La conférence internationale du journalisme d’investigation se poursuit à Genève, avec une description des investigation autour de la crise des subprime, dans les coulisses d’UBS et de Credit Suisse. Myret Zaki:

Lukas Haessig: « Dès que vous savez ce que vous cherchez, vous trouvez des documents importants même sur les sites officiels. – On ne vous ment généralement pas dans les documents officiels, mais si vous ne les comprenez pas… ils ne servent à rien.

« La philosophie des banques consiste à ne pas donner trop d’information. – Le régulateur du marché des banques en Suisse [aujourd'hui FINMA] est l’instance auprès de laquelle il est le plus difficile d’obtenir des informations car elle adopte le point de vue des banques. – La FINMA a contribué à maintenir les secrets d’UBS. – Les personnes qui peuvent devenir vos sources ne vont pas leur carrière ou leurs intérêts pour vous parler. Celles qui m’ont parlé étaient très en colère et n’avaient pas de loyauté envers le marché.

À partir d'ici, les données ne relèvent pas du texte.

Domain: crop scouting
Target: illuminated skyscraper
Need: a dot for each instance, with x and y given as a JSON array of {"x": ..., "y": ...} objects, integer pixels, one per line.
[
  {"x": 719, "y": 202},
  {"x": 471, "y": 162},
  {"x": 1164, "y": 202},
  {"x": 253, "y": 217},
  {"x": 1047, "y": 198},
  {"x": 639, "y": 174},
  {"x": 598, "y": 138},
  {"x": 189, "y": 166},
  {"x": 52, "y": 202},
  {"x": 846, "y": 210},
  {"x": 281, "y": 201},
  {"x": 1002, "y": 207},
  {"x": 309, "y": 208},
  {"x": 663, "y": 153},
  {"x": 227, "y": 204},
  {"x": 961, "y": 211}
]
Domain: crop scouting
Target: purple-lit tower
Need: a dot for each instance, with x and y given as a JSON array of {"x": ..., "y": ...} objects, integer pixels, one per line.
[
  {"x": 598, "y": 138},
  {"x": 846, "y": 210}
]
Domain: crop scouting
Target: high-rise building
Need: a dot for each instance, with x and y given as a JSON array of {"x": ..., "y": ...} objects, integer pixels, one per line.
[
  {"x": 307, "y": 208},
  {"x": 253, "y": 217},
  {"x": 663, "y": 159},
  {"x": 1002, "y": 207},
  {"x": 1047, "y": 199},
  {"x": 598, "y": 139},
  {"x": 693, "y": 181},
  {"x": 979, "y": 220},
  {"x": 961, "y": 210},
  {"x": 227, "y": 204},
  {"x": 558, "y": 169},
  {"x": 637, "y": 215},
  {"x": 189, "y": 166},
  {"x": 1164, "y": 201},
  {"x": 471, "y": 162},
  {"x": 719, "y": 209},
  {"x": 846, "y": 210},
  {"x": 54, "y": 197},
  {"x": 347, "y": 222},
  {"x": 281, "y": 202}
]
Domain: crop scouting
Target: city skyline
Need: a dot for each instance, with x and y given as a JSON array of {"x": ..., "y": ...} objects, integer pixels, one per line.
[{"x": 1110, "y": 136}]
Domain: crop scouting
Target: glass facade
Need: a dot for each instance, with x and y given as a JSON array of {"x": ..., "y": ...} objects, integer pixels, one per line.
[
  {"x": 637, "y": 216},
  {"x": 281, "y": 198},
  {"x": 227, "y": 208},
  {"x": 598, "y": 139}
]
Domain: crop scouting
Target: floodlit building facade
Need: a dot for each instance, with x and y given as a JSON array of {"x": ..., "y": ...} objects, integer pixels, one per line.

Même en gagnant beaucoup d’argent, le besoin de reconnaissance, de faire reconnaitre ce dont ils avaient averti les banques, les a conduit à parler. – L’une de mes sources a exigé de répondre à mes questions uniquement par oui ou par non. – C’est difficile pour moi de ne pas révéler mes sources, parce ça permet aux critiques de décrédibiliser mes informations en les décrivant comme des rumeurs. Plus vous devez protéger vos sources, plus vous êtes empêchés de publier des informations décisives.

Au sujet des conditions dans lesquelles son investigation a été menée: « Je travaillais pour Le Temps et j’ai du tout négocier. Un avocat a relu mon livre, bien que Le Temps n’aie pas co-édité l’ouvrage et que j’aie pris un congé sabbatique. A l’époque, je l’ai pris comme une pression très importante, même si je l’ai compris. Les négociations au sujet du contenu de mon livre ont été compliquées, car chacun sait qu’UBS est un sponsor très important de la presse suisse. »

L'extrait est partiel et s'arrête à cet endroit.